LightRAG: Simple and Fast Retrieval-Augmented Generation
LightRAG is an innovative open-source project from the HKU Data Science Lab (HKUDS) that redefines Retrieval-Augmented Generation (RAG) by emphasizing simplicity, speed, and effectiveness. Unlike traditional RAG systems that often rely on complex pipelines and heavy computational resources, LightRAG streamlines the process through a dual-level retrieval mechanism: local retrieval for entity-focused insights and global retrieval leveraging a dynamically constructed knowledge graph. This approach allows for superior handling of complex, high-level queries that require comprehensive understanding of entire datasets, outperforming baselines like NaiveRAG, RQ-RAG, HyDE, and even GraphRAG in benchmarks across domains such as agriculture, computer science, legal, and mixed corpora.
At its core, LightRAG employs a lightweight indexing pipeline that extracts entities and relations from documents using LLMs, builds a knowledge graph for global context, and uses vector embeddings for precise local searches. The system supports various storage backends including JSON, PostgreSQL, Neo4J, MongoDB, and more, enabling flexible deployment from local prototypes to production-scale applications. Key features include multimodal document processing via integration with RAG-Anything for handling PDFs, images, tables, and equations; reranking for improved retrieval accuracy; citation tracking; and entity merging/deletion for knowledge graph maintenance.

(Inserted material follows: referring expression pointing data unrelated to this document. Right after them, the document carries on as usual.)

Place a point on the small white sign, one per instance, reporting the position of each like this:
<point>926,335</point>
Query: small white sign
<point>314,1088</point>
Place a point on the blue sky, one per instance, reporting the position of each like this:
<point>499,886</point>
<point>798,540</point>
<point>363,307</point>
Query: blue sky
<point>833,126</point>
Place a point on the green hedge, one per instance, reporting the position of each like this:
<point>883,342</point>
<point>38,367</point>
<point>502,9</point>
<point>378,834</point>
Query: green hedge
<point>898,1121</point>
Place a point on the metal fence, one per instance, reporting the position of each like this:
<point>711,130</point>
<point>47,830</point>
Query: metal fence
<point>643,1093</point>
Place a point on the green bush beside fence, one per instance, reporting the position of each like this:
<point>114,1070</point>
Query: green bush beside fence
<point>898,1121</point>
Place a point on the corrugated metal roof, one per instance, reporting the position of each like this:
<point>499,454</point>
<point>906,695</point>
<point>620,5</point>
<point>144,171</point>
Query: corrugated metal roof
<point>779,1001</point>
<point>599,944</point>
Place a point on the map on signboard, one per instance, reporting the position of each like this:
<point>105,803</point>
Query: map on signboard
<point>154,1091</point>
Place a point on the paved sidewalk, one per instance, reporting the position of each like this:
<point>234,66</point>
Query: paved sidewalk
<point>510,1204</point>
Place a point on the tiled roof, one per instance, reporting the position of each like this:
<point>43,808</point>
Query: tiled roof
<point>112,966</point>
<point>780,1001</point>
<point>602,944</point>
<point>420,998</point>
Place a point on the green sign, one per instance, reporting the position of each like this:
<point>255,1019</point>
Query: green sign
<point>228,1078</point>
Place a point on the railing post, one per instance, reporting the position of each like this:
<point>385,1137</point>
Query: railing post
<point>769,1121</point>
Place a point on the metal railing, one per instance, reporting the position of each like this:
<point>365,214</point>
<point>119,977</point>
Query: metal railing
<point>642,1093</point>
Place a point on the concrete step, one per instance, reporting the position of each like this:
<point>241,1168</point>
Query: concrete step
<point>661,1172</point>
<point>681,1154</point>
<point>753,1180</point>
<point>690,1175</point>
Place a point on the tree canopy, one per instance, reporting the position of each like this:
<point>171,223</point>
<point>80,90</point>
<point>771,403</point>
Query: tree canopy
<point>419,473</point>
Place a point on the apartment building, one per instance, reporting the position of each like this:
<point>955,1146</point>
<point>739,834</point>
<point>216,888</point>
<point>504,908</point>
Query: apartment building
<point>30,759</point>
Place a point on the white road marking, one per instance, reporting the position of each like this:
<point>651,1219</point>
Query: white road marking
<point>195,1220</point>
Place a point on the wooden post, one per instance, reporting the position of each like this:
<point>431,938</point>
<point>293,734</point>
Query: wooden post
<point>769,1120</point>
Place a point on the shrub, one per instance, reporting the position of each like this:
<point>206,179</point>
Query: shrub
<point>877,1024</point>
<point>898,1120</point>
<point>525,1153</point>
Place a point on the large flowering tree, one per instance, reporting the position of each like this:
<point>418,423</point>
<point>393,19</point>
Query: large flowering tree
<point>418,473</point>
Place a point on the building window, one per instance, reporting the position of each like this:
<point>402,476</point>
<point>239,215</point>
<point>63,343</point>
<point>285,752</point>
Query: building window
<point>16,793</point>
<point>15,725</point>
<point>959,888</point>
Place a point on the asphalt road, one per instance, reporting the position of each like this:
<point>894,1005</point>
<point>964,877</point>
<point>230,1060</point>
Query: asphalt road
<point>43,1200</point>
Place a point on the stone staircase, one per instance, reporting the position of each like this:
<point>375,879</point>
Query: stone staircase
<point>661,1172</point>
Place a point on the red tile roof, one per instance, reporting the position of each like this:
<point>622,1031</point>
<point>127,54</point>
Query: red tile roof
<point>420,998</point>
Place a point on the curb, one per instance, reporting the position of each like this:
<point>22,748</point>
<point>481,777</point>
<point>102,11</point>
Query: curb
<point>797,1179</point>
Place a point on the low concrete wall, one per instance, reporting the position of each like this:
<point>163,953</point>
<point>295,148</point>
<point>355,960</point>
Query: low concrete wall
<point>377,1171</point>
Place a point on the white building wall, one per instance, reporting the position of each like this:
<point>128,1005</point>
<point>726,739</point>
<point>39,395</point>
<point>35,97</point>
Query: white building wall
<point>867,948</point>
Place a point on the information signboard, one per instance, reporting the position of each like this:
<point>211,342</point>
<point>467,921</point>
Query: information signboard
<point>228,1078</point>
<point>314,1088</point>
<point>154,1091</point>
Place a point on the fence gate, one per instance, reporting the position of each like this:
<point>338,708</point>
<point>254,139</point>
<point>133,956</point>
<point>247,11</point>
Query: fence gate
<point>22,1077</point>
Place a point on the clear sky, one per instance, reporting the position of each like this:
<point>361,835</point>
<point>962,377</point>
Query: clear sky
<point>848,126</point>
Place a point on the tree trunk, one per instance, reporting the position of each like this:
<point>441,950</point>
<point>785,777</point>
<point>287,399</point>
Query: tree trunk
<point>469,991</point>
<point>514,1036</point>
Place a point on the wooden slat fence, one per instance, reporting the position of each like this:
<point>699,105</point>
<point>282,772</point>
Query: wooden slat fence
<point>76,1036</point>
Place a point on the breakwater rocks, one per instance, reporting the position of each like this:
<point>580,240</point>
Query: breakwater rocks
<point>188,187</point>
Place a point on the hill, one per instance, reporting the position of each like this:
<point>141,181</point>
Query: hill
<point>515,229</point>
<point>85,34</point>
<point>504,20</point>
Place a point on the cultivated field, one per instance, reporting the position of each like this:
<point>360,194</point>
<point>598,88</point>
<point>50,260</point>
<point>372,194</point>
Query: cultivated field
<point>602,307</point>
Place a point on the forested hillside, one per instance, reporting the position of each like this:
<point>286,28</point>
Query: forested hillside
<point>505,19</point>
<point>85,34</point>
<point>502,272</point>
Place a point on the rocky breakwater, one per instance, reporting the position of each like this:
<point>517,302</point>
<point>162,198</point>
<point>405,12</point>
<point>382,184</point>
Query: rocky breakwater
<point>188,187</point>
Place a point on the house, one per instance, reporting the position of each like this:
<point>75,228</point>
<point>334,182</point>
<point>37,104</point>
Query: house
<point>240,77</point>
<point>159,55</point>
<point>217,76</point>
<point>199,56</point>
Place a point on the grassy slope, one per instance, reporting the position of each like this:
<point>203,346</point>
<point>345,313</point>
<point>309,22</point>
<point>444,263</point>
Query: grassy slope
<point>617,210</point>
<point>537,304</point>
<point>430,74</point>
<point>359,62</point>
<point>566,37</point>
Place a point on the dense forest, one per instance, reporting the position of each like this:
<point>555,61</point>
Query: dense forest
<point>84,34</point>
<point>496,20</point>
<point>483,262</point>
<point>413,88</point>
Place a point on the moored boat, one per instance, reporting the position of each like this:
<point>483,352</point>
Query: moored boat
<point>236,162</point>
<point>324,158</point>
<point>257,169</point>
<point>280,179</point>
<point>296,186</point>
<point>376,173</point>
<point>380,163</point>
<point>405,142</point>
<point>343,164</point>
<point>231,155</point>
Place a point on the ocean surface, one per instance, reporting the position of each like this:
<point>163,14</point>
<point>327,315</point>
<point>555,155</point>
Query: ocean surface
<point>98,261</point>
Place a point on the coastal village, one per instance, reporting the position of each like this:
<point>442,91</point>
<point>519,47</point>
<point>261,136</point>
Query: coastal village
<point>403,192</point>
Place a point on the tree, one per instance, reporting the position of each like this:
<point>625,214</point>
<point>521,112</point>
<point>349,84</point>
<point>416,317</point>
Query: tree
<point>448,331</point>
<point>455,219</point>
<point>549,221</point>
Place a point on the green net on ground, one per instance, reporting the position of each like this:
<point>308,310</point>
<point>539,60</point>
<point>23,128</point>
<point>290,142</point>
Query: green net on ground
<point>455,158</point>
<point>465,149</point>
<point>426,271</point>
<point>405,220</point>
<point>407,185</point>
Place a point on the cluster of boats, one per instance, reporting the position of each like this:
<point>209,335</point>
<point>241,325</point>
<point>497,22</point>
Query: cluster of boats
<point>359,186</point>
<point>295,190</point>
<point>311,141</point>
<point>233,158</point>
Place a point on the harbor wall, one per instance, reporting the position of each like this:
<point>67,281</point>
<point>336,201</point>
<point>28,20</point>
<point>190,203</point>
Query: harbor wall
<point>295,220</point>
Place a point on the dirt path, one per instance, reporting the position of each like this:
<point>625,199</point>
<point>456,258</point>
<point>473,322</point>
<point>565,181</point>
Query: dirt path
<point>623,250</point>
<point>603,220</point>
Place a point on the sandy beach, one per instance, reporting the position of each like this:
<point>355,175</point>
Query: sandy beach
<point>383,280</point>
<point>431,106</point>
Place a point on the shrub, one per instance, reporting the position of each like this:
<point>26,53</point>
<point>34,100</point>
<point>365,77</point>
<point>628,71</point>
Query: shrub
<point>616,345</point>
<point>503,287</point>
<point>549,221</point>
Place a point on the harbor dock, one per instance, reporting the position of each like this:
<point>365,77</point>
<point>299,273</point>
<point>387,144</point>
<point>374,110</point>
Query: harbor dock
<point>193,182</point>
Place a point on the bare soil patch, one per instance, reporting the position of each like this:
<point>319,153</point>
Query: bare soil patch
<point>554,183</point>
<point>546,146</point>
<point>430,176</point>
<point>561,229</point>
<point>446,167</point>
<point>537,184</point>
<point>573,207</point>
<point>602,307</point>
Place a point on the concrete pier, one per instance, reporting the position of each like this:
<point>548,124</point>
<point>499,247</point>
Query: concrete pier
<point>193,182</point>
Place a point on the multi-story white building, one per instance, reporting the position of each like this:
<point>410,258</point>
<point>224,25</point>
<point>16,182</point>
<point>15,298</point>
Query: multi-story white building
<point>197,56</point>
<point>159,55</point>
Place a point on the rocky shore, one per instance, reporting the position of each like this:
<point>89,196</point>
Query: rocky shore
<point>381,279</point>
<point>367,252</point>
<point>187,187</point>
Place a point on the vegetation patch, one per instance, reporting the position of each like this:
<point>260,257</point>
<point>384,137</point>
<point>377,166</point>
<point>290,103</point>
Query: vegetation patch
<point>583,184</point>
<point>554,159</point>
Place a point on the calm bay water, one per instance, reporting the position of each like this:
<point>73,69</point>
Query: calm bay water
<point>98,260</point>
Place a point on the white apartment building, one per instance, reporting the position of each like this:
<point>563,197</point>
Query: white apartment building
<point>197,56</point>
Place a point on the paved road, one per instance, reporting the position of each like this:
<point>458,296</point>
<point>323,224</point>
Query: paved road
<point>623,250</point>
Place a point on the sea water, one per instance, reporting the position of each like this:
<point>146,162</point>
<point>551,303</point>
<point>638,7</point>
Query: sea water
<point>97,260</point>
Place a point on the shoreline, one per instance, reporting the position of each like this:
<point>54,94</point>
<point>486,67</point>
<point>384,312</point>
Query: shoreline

Installation is straightforward via PyPI (pip install lightrag-hku) or from source, with support for OpenAI, Hugging Face, Ollama, and LlamaIndex models. The project includes a Web UI and API server for easy interaction, observability with Langfuse, and evaluation tools using RAGAS. With over 24,000 GitHub stars and an upcoming EMNLP 2025 publication, LightRAG has gained significant traction in the AI community for its balance of performance and usability, making advanced RAG accessible to developers and researchers alike.
Related projects from HKUDS include RAG-Anything for multimodal RAG, VideoRAG for long-context video understanding, and MiniRAG for simplified small-model RAG, forming a robust ecosystem for next-generation retrieval systems.